Streeck (2016) avalia que o alinhamento entre capitalismo e democracia parece ser algo restrito ao contexto da Guerra Fria, devido ao progresso econômico ocorrido no pós-guerra, que compatibilizou o livre-mercado e as liberdades democráticas. Na atualidade, as dúvidas sobre a viabilidade desse alinhamento vêm ressurgindo entre eleitores e lideranças políticas, em função de uma percepção negativa do desempenho das instituições políticas, dos problemas de corrupção, dos vínculos entre os políticos e os apelos dos agentes do mercado, que avaliam não haver outra alternativa, a não ser o ideário neoliberal. Isso gera insatisfação com os partidos, com o regime democrático-representativo, abstenção eleitoral, instabilidade governamental e abre o caminho para o populismo autoritário, sobretudo de direita, que aposta no entretenimento político, na política como espetáculo. O aumento da desigualdade tem objetivamente questionado a capacidade de o Estado contrabalançar os resultados negativos do mercado.

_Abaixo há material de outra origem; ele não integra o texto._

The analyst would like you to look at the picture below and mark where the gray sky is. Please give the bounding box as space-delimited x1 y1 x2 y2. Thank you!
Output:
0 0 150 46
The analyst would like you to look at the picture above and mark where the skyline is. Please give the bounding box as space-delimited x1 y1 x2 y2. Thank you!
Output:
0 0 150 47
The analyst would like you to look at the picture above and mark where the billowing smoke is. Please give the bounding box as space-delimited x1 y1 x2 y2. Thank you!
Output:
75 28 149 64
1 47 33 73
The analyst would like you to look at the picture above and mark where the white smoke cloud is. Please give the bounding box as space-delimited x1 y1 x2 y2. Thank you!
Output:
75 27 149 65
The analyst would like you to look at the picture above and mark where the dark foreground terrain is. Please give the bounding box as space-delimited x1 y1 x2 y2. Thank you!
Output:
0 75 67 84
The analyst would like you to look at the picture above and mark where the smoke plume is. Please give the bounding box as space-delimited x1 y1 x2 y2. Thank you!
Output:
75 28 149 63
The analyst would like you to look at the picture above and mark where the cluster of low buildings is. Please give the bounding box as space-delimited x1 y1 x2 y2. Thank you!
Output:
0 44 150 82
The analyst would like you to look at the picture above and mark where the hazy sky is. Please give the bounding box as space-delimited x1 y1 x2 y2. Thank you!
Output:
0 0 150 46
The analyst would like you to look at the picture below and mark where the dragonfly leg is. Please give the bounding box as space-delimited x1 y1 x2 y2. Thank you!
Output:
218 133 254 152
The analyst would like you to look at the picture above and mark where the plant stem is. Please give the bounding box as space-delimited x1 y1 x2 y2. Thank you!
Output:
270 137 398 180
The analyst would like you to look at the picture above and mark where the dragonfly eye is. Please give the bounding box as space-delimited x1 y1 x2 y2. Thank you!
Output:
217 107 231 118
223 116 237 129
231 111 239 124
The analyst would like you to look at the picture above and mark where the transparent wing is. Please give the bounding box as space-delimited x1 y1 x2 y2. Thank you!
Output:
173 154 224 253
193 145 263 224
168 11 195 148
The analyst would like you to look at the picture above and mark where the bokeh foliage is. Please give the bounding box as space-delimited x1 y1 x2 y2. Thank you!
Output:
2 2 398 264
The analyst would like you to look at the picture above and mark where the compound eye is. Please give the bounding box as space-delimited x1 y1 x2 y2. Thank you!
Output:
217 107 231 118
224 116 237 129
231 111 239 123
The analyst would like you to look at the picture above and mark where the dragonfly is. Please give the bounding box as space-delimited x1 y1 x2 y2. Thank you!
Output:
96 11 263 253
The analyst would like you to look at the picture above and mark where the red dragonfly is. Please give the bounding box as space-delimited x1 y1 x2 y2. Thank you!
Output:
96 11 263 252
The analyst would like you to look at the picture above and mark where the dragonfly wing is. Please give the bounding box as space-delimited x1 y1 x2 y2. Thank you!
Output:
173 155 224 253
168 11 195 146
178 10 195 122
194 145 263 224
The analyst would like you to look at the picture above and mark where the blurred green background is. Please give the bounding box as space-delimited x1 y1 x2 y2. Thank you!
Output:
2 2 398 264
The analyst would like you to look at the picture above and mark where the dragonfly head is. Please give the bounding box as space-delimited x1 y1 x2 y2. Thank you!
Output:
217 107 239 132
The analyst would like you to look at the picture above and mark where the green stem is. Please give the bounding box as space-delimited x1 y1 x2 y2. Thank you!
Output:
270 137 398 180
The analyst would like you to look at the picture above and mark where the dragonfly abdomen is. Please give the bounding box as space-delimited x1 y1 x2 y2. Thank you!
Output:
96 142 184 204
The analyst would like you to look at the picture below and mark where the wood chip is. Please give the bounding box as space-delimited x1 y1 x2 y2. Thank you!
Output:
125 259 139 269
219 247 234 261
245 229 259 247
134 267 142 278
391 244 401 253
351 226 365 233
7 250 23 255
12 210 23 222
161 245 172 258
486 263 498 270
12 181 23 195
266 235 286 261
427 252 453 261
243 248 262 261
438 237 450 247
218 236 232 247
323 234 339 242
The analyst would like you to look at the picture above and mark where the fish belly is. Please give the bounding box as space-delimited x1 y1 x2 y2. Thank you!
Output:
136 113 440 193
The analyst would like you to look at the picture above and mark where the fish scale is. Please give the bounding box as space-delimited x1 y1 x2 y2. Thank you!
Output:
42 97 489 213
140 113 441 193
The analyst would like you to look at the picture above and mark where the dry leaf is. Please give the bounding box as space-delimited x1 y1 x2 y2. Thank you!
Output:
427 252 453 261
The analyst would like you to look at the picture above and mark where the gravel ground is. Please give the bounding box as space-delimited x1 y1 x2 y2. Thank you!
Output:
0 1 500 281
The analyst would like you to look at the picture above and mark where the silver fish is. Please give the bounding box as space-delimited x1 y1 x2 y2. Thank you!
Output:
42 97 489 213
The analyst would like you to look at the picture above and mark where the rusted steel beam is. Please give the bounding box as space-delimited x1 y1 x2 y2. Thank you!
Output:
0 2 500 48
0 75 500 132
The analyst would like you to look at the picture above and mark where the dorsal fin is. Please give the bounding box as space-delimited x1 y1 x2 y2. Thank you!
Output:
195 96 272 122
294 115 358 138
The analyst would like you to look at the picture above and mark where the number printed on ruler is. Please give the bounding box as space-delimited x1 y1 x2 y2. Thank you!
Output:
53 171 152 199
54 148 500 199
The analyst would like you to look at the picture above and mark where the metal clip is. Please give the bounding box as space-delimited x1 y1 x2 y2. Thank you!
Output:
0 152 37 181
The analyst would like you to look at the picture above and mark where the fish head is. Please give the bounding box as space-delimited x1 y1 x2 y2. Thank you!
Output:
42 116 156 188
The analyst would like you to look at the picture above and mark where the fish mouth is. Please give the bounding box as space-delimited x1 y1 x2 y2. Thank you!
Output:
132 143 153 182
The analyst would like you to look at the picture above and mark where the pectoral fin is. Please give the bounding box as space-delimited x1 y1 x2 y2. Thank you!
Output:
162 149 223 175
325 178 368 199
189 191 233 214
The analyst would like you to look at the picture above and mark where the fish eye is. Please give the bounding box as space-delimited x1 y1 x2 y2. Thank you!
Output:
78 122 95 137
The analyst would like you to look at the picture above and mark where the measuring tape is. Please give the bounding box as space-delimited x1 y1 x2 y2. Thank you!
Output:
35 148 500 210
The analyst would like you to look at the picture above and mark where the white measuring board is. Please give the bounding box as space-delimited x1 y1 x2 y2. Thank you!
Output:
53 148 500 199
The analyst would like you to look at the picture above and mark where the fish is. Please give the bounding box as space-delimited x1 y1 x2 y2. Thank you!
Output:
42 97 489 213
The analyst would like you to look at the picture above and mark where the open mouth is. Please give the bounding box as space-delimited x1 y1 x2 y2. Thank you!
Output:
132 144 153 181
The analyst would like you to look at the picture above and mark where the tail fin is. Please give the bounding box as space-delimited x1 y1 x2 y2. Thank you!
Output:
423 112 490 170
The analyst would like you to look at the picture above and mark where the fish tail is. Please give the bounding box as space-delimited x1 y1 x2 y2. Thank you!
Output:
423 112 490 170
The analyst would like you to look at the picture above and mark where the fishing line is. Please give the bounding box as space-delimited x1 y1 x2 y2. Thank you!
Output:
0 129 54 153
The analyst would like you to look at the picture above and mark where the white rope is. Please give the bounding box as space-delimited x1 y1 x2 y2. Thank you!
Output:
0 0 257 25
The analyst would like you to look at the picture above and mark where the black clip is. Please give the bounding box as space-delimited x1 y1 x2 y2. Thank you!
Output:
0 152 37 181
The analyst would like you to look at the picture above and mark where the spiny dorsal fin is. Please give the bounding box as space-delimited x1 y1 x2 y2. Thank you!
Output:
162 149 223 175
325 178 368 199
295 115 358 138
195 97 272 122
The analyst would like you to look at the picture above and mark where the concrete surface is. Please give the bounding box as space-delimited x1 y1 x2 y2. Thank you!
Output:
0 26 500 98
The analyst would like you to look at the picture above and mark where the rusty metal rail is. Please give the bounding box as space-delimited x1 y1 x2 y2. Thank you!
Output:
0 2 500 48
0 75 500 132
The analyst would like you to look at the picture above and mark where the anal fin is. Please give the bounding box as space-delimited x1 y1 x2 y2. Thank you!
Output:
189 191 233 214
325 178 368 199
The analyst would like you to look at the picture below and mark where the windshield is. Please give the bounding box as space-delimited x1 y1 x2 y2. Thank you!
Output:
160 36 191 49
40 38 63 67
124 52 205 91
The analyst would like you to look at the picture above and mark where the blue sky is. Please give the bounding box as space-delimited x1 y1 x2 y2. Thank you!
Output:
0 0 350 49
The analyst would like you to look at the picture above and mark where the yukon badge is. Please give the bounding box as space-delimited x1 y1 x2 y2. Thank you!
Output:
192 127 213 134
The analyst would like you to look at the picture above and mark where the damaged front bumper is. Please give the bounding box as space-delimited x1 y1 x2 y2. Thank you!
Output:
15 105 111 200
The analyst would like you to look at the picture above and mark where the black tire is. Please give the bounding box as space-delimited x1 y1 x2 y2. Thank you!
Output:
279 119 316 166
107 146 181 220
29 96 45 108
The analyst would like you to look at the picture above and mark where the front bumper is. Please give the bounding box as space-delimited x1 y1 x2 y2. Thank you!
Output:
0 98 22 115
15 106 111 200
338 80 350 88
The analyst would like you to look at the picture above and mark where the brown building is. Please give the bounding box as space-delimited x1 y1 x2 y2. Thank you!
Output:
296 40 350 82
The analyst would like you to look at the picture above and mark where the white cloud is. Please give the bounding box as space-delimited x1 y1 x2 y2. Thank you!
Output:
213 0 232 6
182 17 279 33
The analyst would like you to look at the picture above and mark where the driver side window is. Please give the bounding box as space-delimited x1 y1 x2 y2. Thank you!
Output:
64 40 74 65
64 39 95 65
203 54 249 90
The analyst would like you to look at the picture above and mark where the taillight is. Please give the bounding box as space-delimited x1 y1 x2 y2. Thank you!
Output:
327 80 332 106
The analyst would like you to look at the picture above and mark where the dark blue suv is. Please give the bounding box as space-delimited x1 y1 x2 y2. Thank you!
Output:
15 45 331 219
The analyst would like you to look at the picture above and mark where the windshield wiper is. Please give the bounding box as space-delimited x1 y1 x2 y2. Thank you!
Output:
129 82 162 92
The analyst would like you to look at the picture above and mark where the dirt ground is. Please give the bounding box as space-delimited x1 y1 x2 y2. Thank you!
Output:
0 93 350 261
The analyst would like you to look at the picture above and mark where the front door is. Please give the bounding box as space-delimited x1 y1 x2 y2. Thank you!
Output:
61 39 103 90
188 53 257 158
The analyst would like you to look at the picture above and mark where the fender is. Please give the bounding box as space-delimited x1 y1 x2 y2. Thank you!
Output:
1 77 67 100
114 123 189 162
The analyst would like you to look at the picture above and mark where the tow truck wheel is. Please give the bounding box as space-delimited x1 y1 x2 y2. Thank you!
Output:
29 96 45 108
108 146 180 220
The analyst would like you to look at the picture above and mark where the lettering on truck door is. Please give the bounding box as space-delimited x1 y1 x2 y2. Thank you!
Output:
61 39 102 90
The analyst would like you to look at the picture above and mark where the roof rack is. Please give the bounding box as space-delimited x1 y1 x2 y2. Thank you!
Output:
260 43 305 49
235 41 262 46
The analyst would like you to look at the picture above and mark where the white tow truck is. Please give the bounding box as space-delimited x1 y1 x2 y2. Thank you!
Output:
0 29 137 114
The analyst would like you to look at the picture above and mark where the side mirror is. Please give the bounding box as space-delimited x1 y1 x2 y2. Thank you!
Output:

Para esse sociólogo da política, a retórica da crise fiscal do Estado, que ampara o enfraquecimento da democracia, e o aumento da dívida pública nos países desenvolvidos desde os anos 1970 não têm relação com o aumento de políticas democrático-redistributivas, mas com as reformas tributárias ricos e pró-corporações. Em consequência, a receita tributária é substituída pela dívida pública, que acaba sendo uma via de expansão dos negócios para os que, ao deixarem de ser tributados, ganham mais oportunidades de financiarem o Estado em troca de juros. Ele observa que a crise fiscal do Estado e o aumento da dívida soberana ocorrem no mesmo processo de redução da participação eleitoral, de encolhimento dos sindicatos, de queda no número de greves, de cortes nas políticas de bem-estar social e de aumento da desigualdade. A bola de neve da dívida pública é usada para manter o ciclo vicioso dos cortes nos gastos sociais, das privatizações dos serviços públicos etc. A crise de 2008 abriu uma nova fase do neoliberalismo uma vez que, devido ao imenso aumento do endividamento, os credores, descrentes da capacidade de o Estado saldar seus compromissos, passam a uma ofensiva mais substantiva no sentido de influenciar as decisões públicas e, assim, restringir o leque decisório da política democrática.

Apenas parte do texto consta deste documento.